Figlia di una coppia italiana residente a Trento, la bambina era stata in vacanza a Bibione, sulla riviera veneta. La piccola, secondo quanto appreso, non sarebbe mai stata in un Paese malarico. "La famiglia è arrivata in ospedale portando le due bambine, perché avevano la febbre alta, dicendo che erano tornati da una settimana da un viaggio in Burkina Faso" - riferisce Di Palma a Repubblica.it - "Il fratello maggiore, adolescente, era stato il primo ad avere sviluppato i sintomi e ad essere ricoverato nel reparto di malattie infettive, dov'è stata poi curata anche la mamma". Il 21 agosto, dopo essere ritornata a Trento con la famiglia, è stata ricoverata all'ospedale S. Chiara. Capita, però, che la zanzara può essere letteralmente portata a casa all'interno di un bagaglio e pungere persone che abitano negli appartamenti vicini: sarà questo il caso di Sofia? Le due affermazioni non sono pertanto in contraddizione: è pacifico che ci possono essere persone immigrate che abbiano contratto la malaria, ma è altrettanto chiaro che la malaria non si trasmette per contatto.

Il penalista subito dopo il fatto aveva presentato una denuncia alla Procura generale dell'Aquila ipotizzando la responsabilità di chi avrebbe dovuto segnalare la pericolosità di un luogo costato già in passato la vita a tre studenti.

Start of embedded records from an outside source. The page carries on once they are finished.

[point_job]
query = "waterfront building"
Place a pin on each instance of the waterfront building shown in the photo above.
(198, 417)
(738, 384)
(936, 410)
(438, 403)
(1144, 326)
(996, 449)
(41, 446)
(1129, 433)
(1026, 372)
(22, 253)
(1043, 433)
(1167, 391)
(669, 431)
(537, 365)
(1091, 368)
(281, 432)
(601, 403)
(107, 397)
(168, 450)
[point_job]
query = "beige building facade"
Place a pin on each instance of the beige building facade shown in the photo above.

La bambina era stata colpita da malaria cerebrale, la forma più grave della malattia.

Papa Francesco: "Bene l'Italia sui migranti". Sul clima: colpa nostra
Il Pontefice si è fatto male con la copertura in vetro del veicolo e una goccia di sangue ha macchiato l'abito. Ho sentito parlare il presidente degli Stati Uniti, che si presenta come un pro-life.

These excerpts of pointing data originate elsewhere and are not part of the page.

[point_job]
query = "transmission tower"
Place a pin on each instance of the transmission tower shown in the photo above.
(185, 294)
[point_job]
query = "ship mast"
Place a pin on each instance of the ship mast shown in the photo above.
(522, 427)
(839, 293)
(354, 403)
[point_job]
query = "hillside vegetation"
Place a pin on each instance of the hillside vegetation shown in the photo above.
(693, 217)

Il pensiero corre intanto al ciclista Fausto Coppi, per il quale "non fu pensata la diagnosi di malaria- ricorda l'esperto- e quando fu pensata fu tardivo l'intervento terapeutico".

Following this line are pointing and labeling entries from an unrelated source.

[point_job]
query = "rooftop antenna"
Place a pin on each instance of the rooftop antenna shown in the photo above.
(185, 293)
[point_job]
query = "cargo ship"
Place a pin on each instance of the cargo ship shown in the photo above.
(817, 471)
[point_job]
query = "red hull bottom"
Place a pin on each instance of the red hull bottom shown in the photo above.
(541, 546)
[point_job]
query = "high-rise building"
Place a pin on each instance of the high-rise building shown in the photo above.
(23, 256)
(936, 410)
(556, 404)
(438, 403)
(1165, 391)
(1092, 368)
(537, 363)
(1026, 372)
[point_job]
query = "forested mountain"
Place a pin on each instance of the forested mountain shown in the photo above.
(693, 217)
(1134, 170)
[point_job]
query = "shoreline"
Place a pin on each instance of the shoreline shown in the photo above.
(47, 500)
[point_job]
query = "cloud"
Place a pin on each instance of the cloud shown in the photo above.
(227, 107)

A rilanciare l'ipotesi che il contagio della bimba morta di malaria, Sofia Zago, fosse avvenuto in ospedale a Trento, era stata la ministra della Salute, Beatrice Lorenzin. Questo tipo aggressivo di morbo viene trasmesso dal Plamodium Falciparum, la specie più aggressiva di un protozoo parassita trasmesso dalla zanzara Anopheles (nella foto qui sopra). "La malaria non è trasmissibile da uomo a uomo e nessun altro paziente ha avuto dei sintomi riconducibili alla malaria". La morte, nei casi più gravi, può arrivare entro 24 ore. E' questa, chiaramente, l'ipotesi che spaventa di più e perciò la prima da verificare. Il tema in questione riguarda la possibile presenza di zanzare e non è correlato con il tema dell'immigrazione. "Potrebbe esserci qualche zanzara in giro in grado di albergare in sé il ciclo del plasmodio anche se non proprio non una Anopheles". Ad esempio in Florida il 30% delle nuove subspecie di zanzare non è stato classificato e identificato in modo appropriato come vettore di malattia.

Le possibili contromisure? "Alcune possiamo implementarle cercando di evitare che zanzare non infettino le case e, a livello di servizi pubblici, provvedere con le disinfestazioni".